Protégée à l’échelle européenne depuis les années 1970, la grue cendrée, l’un des plus grands oiseaux d’Europe, investit les parcs naturels de Camargue, de Lorraine ou encore de la Marne durant les périodes hivernales. Symbole d’une politique de préservation réussie.
Dans les zones humides la nuit, loin des nuisances humaines, la grue cendrée s’envole vers les champs céréaliers en journée pour y trouver sa nourriture. Craintive et particulièrement exposée à la prédation en raison de sa taille – de 1,10m à 1,30m de hauteur pour une envergure comprise entre 1,90m à 2,30m – elle a été classée comme espèce vulnérable jusque dans les années 1990.
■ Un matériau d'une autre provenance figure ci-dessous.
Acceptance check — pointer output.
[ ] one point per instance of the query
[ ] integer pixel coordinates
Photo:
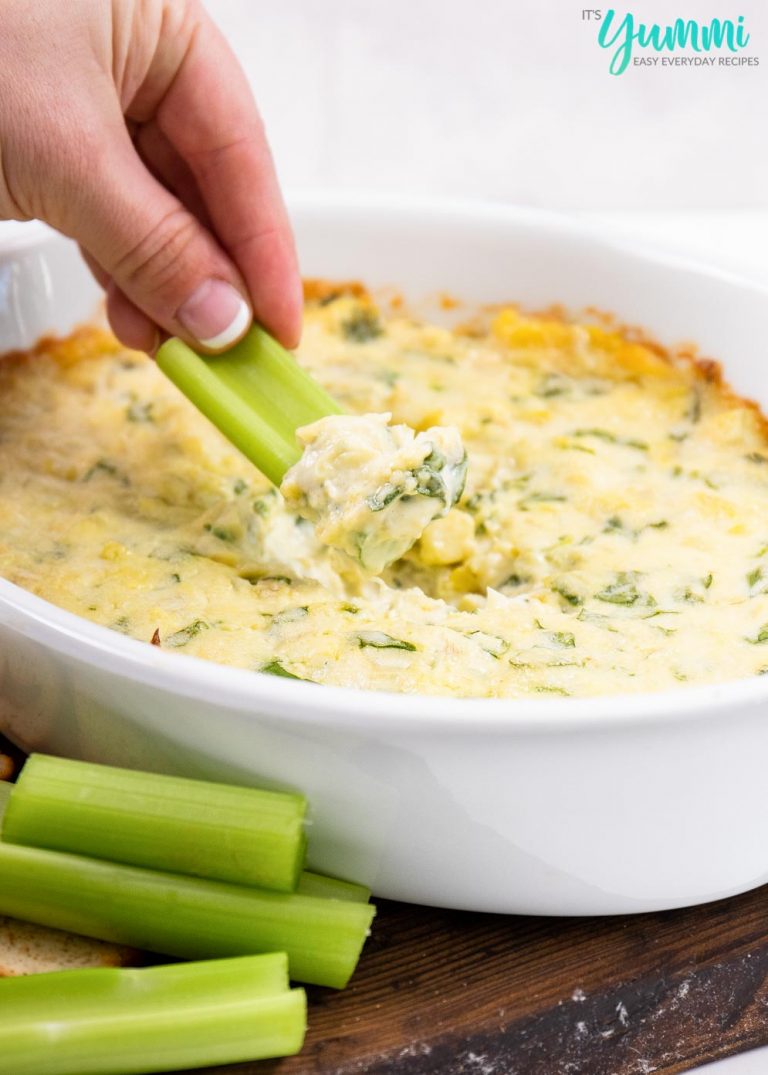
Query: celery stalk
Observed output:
(189, 917)
(256, 393)
(122, 1021)
(331, 888)
(166, 822)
Cet oiseau connaît depuis un essor considérable. Entre 52 000 et 80 000 couples vivaient en Europe il y 30 ans, ils sont aujourd’hui plus de 200 000. La Tour du Valat, institut de recherche pour la préservation des zones humides, en a recensé 39 800 hivernant sur 19 sites de Camargue en janvier 2025.
Une politique de protection réussie
L’espèce est entièrement protégée sur le territoire français depuis 1976. Elle est également inscrite à l’Annexe I de la Directive OIseaux (1979) qui engage les Etats européens à prendre des mesures pour la conservation de « toutes les espèces d’oiseaux vivant naturellement à l’état sauvage sur le territoire européen » ; et à l’Annexe II de la Convention de Berne (1982) qui liste les « espèces de faune strictement protégées ».
Ces politiques de protection ont porté leurs fruits. Selon la Ligue de Protection des Oiseaux (LPO) Champagne-Ardenne, les effectifs de grues cendrées transitant par la France étaient proches de zéro au début des années 1980, et ont bondi à 400 000 individus en 2023. Une même dynamique est observée en ce qui concerne le nombre d’hivernants en France, proche de zéro en 1980, et environ 170 000 en 2023.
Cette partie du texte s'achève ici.